Opened 12 years ago
Closed 9 years ago
#509 closed defect (duplicate)
Applications crash in malloc() in the recent gta02 builds
Reported by: | Jakub Jermář | Owned by: | Jiri Svoboda |
---|---|---|---|
Priority: | major | Milestone: | 0.7.0 |
Component: | helenos/kernel/arm32 | Version: | mainline |
Keywords: | gta02 | Cc: | |
Blocker for: | Depends on: | ||
See also: | #638 |
Description
As of mainline,1741, but also prior to this revision, applications crash inside malloc() when running on gta02 or similar boards.
Example of these crashes include the following call paths:
... malloc() async_send_fast() log_msg() ...
or:
area_check() malloc_internal() malloc() fat_idx_get_by_pos() ...
The crash happens on address 0x10, which suggest a NULL pointer passed to area_check().
Given that other architectures and other arm machines don't have these problems, this issue looks gta02 specific.
Attachments (5)
Change History (11)
by , 12 years ago
Attachment: | SAM_1336.JPG added |
---|
comment:1 by , 12 years ago
I thought I may put some perspective acquired by a little bit of bisecting on the behaviour of the default mainline. This perspective may or may not be relevant to this specific ticket:
1711 crashes heap [#509] <= the symptom changes [large stack support] 1710 kernel panic (bad trap) 1708 kernel panic (bad trap) 1705 kernel panic (bad trap) 1699 kernel panic (bad trap) 1692 kernel panic (bad trap) 1689 kernel panic (bad trap) 1688 kernel panic (bad trap) <= first bad revision [uspace hash table] 1687 good 1685 good 1670 good, panics upon touching the touchscreen [first noticed on an earlier revision] 1641 decoder panic, reached compositor [the decoder bug fixed fixed in later revisions]
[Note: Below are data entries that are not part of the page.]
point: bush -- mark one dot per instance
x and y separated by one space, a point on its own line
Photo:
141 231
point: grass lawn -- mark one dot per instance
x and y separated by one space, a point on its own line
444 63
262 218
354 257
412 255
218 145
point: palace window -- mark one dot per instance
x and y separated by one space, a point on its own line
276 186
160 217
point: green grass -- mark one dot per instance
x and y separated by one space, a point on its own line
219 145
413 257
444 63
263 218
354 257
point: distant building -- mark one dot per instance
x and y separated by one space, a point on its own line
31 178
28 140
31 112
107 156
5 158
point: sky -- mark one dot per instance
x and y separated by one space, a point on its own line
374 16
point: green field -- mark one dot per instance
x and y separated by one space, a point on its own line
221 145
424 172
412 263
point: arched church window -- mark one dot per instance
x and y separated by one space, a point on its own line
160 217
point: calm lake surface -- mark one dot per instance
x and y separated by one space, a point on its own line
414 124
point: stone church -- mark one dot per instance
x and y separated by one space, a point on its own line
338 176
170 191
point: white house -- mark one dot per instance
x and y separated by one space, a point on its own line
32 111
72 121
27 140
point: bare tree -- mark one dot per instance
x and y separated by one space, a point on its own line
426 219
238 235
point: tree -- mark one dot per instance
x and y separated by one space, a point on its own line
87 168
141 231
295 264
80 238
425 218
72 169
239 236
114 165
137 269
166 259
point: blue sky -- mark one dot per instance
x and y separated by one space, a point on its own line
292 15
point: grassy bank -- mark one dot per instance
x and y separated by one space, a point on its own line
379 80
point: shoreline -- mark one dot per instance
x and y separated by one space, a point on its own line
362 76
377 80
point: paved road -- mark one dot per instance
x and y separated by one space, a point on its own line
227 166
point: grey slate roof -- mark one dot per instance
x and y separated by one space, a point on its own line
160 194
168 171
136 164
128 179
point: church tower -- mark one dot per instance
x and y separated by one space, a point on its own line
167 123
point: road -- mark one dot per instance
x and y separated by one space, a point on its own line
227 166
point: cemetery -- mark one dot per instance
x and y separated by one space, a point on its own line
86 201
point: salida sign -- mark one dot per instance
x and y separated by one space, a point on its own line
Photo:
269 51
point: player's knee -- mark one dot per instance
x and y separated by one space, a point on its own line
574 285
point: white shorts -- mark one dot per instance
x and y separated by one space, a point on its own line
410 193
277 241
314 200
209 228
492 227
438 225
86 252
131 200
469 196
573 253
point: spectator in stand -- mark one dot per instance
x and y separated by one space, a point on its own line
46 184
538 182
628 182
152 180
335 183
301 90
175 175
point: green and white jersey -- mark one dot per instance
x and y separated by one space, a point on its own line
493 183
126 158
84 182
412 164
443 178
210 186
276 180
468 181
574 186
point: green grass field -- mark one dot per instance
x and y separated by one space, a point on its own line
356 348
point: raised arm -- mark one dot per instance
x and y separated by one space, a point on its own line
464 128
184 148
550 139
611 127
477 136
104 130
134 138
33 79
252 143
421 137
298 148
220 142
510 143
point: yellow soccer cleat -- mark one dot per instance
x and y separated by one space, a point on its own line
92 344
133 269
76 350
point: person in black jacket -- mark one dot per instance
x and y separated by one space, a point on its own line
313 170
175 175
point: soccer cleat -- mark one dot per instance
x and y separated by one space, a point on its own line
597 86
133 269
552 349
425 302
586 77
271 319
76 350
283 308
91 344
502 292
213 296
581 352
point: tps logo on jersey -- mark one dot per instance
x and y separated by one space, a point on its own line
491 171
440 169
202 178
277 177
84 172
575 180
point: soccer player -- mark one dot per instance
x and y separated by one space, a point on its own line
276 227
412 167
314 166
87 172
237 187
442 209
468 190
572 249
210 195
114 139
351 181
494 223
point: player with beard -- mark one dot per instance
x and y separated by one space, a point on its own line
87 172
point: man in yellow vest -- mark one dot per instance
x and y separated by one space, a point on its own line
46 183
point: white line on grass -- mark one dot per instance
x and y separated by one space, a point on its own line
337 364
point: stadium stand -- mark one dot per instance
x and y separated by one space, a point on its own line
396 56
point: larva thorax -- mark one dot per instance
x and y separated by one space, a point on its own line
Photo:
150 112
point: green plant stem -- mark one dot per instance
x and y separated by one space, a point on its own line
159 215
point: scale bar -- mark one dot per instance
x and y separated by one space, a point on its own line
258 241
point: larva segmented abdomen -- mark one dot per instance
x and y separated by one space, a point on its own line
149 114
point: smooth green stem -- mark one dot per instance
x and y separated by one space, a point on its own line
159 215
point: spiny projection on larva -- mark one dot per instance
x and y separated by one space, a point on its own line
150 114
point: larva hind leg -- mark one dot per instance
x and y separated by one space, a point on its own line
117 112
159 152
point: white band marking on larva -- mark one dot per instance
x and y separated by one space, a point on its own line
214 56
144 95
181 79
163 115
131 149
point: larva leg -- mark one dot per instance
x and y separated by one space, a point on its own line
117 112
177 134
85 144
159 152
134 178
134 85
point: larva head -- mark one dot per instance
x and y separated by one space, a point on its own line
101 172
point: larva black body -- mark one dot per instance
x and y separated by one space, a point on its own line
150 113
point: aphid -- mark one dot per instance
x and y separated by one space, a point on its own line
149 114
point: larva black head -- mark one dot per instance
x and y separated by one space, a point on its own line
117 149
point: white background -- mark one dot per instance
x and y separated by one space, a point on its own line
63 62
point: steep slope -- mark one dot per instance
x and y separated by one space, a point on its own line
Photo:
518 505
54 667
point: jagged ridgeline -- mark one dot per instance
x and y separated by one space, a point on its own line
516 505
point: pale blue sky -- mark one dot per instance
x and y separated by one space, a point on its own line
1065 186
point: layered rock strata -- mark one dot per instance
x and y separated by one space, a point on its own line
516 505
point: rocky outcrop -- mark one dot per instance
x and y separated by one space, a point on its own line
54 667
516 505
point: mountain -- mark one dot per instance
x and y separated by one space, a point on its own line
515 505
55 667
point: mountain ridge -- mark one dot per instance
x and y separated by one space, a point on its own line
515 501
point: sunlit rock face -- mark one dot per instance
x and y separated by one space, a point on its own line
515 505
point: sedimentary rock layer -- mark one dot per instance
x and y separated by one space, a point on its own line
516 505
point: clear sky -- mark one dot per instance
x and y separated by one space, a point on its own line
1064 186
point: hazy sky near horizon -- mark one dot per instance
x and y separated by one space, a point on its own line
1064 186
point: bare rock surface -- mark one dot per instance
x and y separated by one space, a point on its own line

So from the above it follows that #509 started to show with mainline,1711. Tested revisions before that, until mainline,1688 were consistently panicking in ipc_call_free() on a bad kernel trap. Revisions before mainline,1688 were known to be sometimes panicking upon a touchscreen event.
Unfortunately, this looks as if there has been a latent bug in the GTA02 support (other arm32 machines do not appear to be susceptible to any of this) which was only exploited by the above mentioned changes, namely mainline,1688, and, maybe, mainline,1711.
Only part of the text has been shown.